The Government wants an international force with a balanced mandate, writes Mark Brennock
The Government believes any international force sent to Lebanon should not only have a UN mandate but be led by the UN. "In my view it would have to go under the UN hat and a UN hat alone", the Minister for Foreign Affairs Dermot Ahern said yesterday.
In the wake of the killing of four UN soldiers in an Israeli attack on Tuesday, Mr Ahern yesterday gave the clearest description yet of the type of international force Ireland favoured.
Opposition spokesmen also agreed that an international force could not simply be the Nato-led force favoured by Israel with a narrow mandate to protect it from attack.
Mr Ahern dismissed the Israeli suggestion of a Nato-led force. Yesterday, before an international meeting in Rome on the situation, French president Jacques Chirac argued against the idea, saying Nato was seen as "the armed wing of the west" in the region. "I would agree with the French view", Mr Ahern said.
"We would have to be extremely careful about what type of force we send. I would accept that Nato would not be acceptable to a large element of people there. In my view it would have to go in under the UN hat and the UN hat alone."

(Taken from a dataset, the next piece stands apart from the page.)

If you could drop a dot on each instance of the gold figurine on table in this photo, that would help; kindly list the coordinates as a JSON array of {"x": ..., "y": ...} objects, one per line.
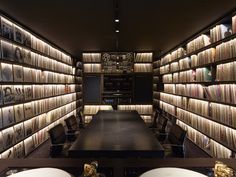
[{"x": 222, "y": 170}]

He noted that the French government was talking about sending in an EU stabilisation force. Such a force would have to go in only if a ceasefire was in place, as it was "inconceivable that troops not from the region could go in the current situation".
"Suggestions that an EU force go in are easy to make. Logistically it would be difficult to put in purely an EU force on the ground." He also made clear that he believed a UN force should have a balanced mandate, and should not be set up as an international army going to south Lebanon solely to protect Israel from Hizbullah attacks.
An international force should have "a normal peacekeeping mandate . . . both to prevent Hizbullah [ attacks] and a reaction from the Israelis happening.
"An international force could not go in given the circumstances at the moment. It is the view of many other countries besides Ireland that we have to have a ceasefire first."
Acknowledging the threat faced by Israel, he said it was "quite obvious that Hizbullah has been stockpiling a very significant armoury which they are now using. Israel has gone in.
"I fully accept that Hizbullah started this by capturing soldiers. The response from Israel has been completely extreme, without any reference to the collateral damage on the civilian population. Last night reinforces the belief that Israel is going in to take out Hizbullah, but their army seems to be operating in such a way that there will be collateral damage.
"If Hizbullah is raining rockets into their country they have a right to prevent that, but not in a way that brings major collateral damage."
It is unusual for the Government to take a sharply different view on a foreign policy issue than the US. Ireland's traditional empathy with the Palestinian cause, past military expertise in relation to Lebanon and the attack on the UN post means that on this occasion it finds itself at odds with Israel - and therefore the US - on this occasion.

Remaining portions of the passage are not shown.